Daily Archives: January 25, 2011

Ever Wondered How Exactly Your Computer Got Infected?

Computer Security

I wanted to give you a real life example of how malware can infect your system and how the different elements of a good computer security setup as described here can protect your computer against it.

A client contacted me to ask if a suspicious email was in fact legit. It was one of those fake UPS emails announcing “your package has arrived”, and giving a link to download the invoice. The link was actually a small program that would download to your computer if clicked on. Even though I knew the file was malicious, adventurous as I am, I clicked on the link  and downloaded the program with the purpose of opening it just to see what would happen. NOTE: Don’t try anything like that if you’re not an expert and know how to contain an infection before it affects your computer, unless you want to end up with an infected computer.

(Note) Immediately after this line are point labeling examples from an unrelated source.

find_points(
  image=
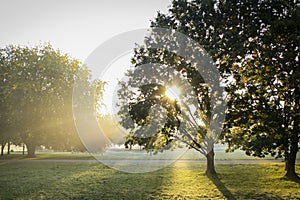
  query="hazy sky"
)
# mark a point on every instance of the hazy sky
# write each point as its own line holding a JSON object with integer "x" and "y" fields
{"x": 76, "y": 27}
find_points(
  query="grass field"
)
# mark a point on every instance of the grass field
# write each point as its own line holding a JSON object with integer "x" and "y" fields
{"x": 83, "y": 180}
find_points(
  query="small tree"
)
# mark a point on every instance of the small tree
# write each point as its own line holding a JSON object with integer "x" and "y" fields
{"x": 38, "y": 82}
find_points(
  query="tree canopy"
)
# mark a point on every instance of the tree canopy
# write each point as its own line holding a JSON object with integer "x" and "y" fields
{"x": 255, "y": 45}
{"x": 36, "y": 97}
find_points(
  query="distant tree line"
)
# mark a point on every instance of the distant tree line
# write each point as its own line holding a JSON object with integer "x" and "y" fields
{"x": 36, "y": 85}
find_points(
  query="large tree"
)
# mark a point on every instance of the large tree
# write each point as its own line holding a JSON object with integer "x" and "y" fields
{"x": 255, "y": 45}
{"x": 39, "y": 82}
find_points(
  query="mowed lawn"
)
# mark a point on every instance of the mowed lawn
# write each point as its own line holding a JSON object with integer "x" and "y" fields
{"x": 182, "y": 180}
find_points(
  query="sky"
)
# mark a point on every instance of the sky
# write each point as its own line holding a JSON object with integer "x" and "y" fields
{"x": 76, "y": 27}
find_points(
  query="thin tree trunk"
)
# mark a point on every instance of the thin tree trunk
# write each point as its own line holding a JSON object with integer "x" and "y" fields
{"x": 210, "y": 166}
{"x": 8, "y": 148}
{"x": 290, "y": 162}
{"x": 2, "y": 148}
{"x": 30, "y": 150}
{"x": 23, "y": 149}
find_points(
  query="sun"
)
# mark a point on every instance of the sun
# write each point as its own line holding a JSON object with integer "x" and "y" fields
{"x": 173, "y": 93}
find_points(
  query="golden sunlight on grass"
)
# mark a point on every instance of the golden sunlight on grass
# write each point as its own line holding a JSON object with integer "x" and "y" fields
{"x": 173, "y": 93}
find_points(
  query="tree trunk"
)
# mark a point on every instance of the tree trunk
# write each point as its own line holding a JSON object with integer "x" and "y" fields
{"x": 8, "y": 148}
{"x": 290, "y": 162}
{"x": 23, "y": 149}
{"x": 210, "y": 166}
{"x": 30, "y": 150}
{"x": 2, "y": 149}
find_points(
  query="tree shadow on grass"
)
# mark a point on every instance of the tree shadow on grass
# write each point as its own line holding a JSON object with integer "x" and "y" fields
{"x": 221, "y": 187}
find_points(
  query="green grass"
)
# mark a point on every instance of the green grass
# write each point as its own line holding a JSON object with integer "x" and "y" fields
{"x": 59, "y": 180}
{"x": 49, "y": 156}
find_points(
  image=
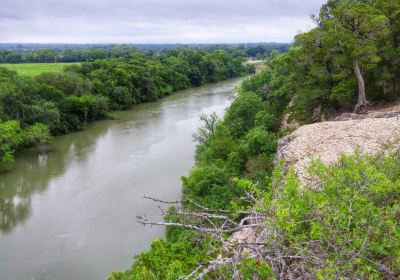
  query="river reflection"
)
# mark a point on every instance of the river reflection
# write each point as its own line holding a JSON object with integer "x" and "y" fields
{"x": 70, "y": 214}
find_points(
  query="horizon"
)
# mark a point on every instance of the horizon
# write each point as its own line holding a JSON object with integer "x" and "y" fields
{"x": 154, "y": 21}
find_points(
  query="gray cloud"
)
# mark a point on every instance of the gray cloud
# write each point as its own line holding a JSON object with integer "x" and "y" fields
{"x": 154, "y": 21}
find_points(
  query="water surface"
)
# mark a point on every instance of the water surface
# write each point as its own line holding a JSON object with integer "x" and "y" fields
{"x": 71, "y": 214}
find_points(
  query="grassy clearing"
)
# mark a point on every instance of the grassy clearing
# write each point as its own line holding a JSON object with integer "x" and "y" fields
{"x": 34, "y": 69}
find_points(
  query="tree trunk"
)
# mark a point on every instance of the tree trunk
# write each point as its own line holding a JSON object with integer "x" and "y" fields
{"x": 362, "y": 103}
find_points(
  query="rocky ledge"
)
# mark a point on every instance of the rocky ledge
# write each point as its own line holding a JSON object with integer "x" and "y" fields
{"x": 328, "y": 140}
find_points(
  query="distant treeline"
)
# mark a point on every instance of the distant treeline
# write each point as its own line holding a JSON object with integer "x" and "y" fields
{"x": 33, "y": 109}
{"x": 31, "y": 53}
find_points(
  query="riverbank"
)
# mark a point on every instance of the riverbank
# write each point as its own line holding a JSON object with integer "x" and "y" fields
{"x": 63, "y": 102}
{"x": 75, "y": 205}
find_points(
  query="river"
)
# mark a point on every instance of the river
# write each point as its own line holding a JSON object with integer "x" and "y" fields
{"x": 71, "y": 214}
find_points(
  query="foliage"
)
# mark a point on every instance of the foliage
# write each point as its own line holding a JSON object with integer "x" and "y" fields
{"x": 61, "y": 101}
{"x": 346, "y": 225}
{"x": 35, "y": 69}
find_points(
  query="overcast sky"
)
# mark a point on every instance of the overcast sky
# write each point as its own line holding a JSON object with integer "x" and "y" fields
{"x": 154, "y": 21}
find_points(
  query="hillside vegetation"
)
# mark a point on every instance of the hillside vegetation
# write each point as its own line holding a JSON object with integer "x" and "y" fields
{"x": 33, "y": 109}
{"x": 35, "y": 69}
{"x": 344, "y": 226}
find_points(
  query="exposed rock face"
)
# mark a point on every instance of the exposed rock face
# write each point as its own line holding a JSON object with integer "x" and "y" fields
{"x": 329, "y": 140}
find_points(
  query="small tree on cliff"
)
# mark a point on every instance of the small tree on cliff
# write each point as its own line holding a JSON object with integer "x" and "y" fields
{"x": 356, "y": 30}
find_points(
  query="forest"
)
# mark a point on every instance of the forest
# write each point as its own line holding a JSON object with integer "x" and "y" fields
{"x": 46, "y": 53}
{"x": 349, "y": 61}
{"x": 34, "y": 109}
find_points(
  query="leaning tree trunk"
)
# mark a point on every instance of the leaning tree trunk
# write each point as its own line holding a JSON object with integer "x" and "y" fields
{"x": 362, "y": 102}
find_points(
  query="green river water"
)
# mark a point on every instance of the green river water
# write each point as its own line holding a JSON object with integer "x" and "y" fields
{"x": 71, "y": 213}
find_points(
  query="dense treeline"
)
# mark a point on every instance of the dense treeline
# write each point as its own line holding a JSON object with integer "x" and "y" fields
{"x": 240, "y": 145}
{"x": 347, "y": 227}
{"x": 22, "y": 53}
{"x": 56, "y": 103}
{"x": 351, "y": 58}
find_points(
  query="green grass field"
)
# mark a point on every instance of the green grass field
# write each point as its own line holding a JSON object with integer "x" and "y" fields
{"x": 34, "y": 69}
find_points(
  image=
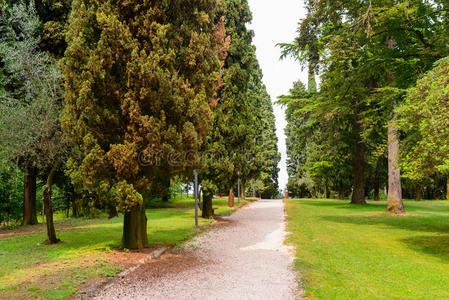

The malicious file, being relatively new, was missed by my antivirus program both when I downloaded it AND when I opened it. Tsk-tsk. But I don’t really hold it against it – later I submitted that file to an online scanner that scans any file against 43 different antivirus programs and only 5 out of the 43 identified the file as malicious! That is why you want to have several layers of protection. But read on.

As soon as I opened the malicious file two things happened. My firewall alerted me to the fact that a program was trying to communicate to the internet in a suspicious way (and blocked it until I decided whether or not to grant access) and AppGuard alerted me that it had blocked a program attempting to launch (start, open, execute)  from an illegal location. I looked into the steps of that program created by the original malicious file downloaded, and in it there were instructions to delete the original executable file and itself! Sneaky bastard! In other words, the original program would have delivered its payload by starting, planting its infection, “calling home” (“home” being a website with an IP address of 76.76.104.203, somewhere in Canada), and then creating another program that would in turn delete all visible evidence of infection!

Since I had done all the above in a controlled virtual environment, a restart of the computer undid all changes that might have occurred in case something had gone past all the other layers of protection. But I hope this gives you a better idea of how an infection can occur and hide itself from view, and how a good security setup can keep you safe.